BSc (Hons) Computer Science WITH QTS??????

There is always going to be difficulties about teaching/training people who aspire to joining a challenging profession. Whether you are trying to learn the theory of why you need to do certain things to facilitate learning to actually standing in the classroom and doing it. The 30 odd weeks of the PGCE is a very stressful way of learning and it is not for the faint hearted. Perhaps it should be because what you are embarking on is about changing young people’s lives.

When I was competing my degree, I knew that at that time I did not want to be a teacher. It took me many years before I even thought of it. Actually, even today on reflection , I only fell into it because someone asked me to do something 20 years ago that made me go into the classroom. Then I got the buzz, a buzz that to this day keeps me wanting to go into the classroom.


The art of teaching, (and it is an art), should be a learning journey that all teacher students should enjoy and not suffer. So should it be about throwing a person into the lions den? The PGCE course is about pretty much that. It is challenging, it is very hard and all encompassing. So finding out that the Uni is offering QTS as part of a Degree course appears to be a thoughtful and deliberate act that is quite a mature way of looking at how we need to train out next generation of teachers. Admittedly, there has been BEds on the uni curriculum for a long time and they have been big contributors to the profession. They have an approach that has education centric and why not, it is a degree in education with one purpose and that’s to teach after qualification. The Computer Science BSc and QTS is different. The central role is to become a Computer Science specialist with the additional qualification (should you choose to use it, QTS). So whether on graduation you elect to not go into teaching, you will have it to fall back on. You will have completed 120 days in schools learning to teach over the three years, seeing and experiencing and then doing the job and maybe when your gained an experience in the working world, consider returning to the use the QTS and sharing that knowledge with the students who want you to share what you have learned.
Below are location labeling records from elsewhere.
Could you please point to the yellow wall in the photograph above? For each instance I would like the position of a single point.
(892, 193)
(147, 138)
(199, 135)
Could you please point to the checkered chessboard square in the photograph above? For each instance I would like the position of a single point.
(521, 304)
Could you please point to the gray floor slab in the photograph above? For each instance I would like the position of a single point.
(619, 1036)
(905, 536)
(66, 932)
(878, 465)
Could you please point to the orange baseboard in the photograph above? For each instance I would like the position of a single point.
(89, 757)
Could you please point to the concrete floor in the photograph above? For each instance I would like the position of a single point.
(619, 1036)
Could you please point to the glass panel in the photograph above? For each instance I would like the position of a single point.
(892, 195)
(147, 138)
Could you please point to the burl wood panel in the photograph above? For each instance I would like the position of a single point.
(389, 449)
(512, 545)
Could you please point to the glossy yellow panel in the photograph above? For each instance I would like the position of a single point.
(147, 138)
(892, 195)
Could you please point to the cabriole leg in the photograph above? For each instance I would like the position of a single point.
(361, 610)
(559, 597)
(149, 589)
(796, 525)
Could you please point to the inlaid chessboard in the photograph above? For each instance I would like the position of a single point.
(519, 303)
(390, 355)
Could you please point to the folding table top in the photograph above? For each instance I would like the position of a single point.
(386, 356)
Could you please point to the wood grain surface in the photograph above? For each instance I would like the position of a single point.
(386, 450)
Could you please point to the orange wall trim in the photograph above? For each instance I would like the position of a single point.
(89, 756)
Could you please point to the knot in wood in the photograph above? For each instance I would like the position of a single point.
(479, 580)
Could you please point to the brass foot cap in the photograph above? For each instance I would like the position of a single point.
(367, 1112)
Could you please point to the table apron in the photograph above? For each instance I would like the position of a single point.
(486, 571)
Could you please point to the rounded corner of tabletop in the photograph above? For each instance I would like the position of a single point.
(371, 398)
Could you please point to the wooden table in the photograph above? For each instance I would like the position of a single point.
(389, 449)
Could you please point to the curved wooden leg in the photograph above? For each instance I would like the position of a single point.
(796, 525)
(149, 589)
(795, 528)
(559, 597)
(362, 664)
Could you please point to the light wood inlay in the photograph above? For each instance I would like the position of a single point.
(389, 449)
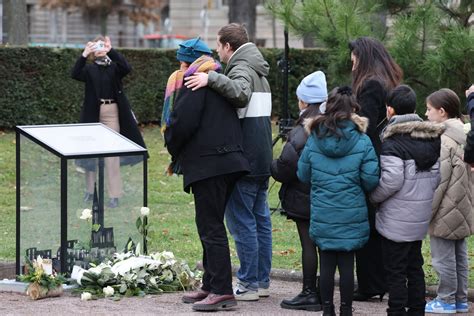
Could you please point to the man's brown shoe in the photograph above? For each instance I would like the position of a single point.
(195, 296)
(214, 302)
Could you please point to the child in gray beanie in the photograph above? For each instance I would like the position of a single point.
(294, 195)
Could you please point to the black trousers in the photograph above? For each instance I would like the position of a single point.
(369, 261)
(210, 198)
(405, 277)
(344, 261)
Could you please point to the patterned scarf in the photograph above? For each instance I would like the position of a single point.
(103, 61)
(175, 83)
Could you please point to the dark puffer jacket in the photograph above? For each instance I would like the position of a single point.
(469, 149)
(410, 174)
(294, 195)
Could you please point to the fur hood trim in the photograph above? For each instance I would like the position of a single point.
(360, 122)
(416, 129)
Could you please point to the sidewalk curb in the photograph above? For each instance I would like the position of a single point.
(297, 276)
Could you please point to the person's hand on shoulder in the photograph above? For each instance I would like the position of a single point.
(196, 81)
(470, 90)
(107, 44)
(88, 49)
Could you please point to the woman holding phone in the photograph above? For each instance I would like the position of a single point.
(105, 102)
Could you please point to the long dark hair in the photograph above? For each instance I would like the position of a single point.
(340, 106)
(374, 62)
(448, 100)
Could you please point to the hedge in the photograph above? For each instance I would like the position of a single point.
(36, 87)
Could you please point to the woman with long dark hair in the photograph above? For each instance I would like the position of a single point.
(374, 74)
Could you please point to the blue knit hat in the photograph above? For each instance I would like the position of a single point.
(191, 50)
(313, 88)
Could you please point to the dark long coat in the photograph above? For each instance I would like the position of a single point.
(205, 136)
(91, 74)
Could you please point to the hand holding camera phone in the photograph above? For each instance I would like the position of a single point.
(98, 46)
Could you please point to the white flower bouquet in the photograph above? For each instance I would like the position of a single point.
(133, 275)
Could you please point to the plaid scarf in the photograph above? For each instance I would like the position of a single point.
(175, 83)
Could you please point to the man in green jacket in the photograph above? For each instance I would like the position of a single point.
(247, 214)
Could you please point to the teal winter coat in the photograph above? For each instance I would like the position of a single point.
(340, 170)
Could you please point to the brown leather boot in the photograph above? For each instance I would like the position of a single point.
(214, 302)
(195, 296)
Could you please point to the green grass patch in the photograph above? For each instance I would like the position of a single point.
(172, 213)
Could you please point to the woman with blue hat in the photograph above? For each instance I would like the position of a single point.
(203, 135)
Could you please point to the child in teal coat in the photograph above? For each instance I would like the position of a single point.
(340, 163)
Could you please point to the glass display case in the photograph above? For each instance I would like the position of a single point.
(79, 191)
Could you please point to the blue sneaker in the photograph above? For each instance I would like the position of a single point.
(438, 307)
(462, 307)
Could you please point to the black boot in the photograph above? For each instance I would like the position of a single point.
(306, 300)
(345, 310)
(328, 309)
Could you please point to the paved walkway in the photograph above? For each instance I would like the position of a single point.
(166, 304)
(284, 285)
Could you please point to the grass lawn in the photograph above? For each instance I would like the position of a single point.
(172, 212)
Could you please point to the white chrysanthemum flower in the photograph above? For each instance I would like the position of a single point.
(108, 291)
(85, 296)
(86, 214)
(145, 211)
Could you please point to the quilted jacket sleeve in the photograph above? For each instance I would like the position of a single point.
(391, 178)
(446, 163)
(304, 165)
(369, 174)
(284, 168)
(469, 149)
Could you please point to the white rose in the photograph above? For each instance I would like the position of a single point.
(108, 291)
(167, 255)
(39, 261)
(85, 296)
(86, 214)
(145, 211)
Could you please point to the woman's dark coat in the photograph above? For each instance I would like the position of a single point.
(205, 136)
(294, 195)
(372, 98)
(90, 74)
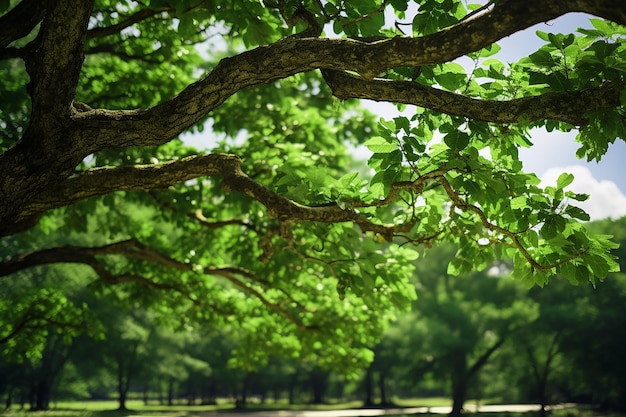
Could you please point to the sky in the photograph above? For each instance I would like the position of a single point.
(555, 152)
(552, 153)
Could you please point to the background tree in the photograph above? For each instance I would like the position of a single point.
(266, 228)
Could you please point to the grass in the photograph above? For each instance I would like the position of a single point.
(137, 408)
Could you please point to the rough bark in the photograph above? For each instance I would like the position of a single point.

Even if you do choose to go into the classroom, your journey into the profession is far less intense and more reflective because the three years allows for this experience and learn to understand the nuances that are needed to be excellent practitioners to flourish and ultimately let you decide if teaching is for you now or maybe later. Some will say the intensity of the PGCE is the price that helps those on it decide if they can become the excellent teachers that the classroom deserves. Yes it does make those on it decide if they can bring to the classroom what the students deserve and that is whats important.

Thankfully there are so many different ways of getting into the classroom in 2021. So why am I typing a piece that is shouting the the Bsc and QTS course? I answer that in two ways, firstly, why not? Secondly, I have found the students on the Computer Science QTS course to have quite a refreshing view to teaching and over the last two years of teaching on it made me think about how young or old or experienced people should be when they want to be in a classroom among young learners trying to make a positive impact on those young lives. Who gets the better experience PGCE or Undergrads? I cant answer that question, but what I do know is that the Undergrads do get a longer time to reflect and understand what the job in the classroom needs and also whether they are up to the requirements.


So whether you decide on the route Into the classroom is via the PGCE or the many other routes that are available, the QTS route alongside the undergrad qualification has so many positives going for it and really needs to be expanded as an offer for all undergrads.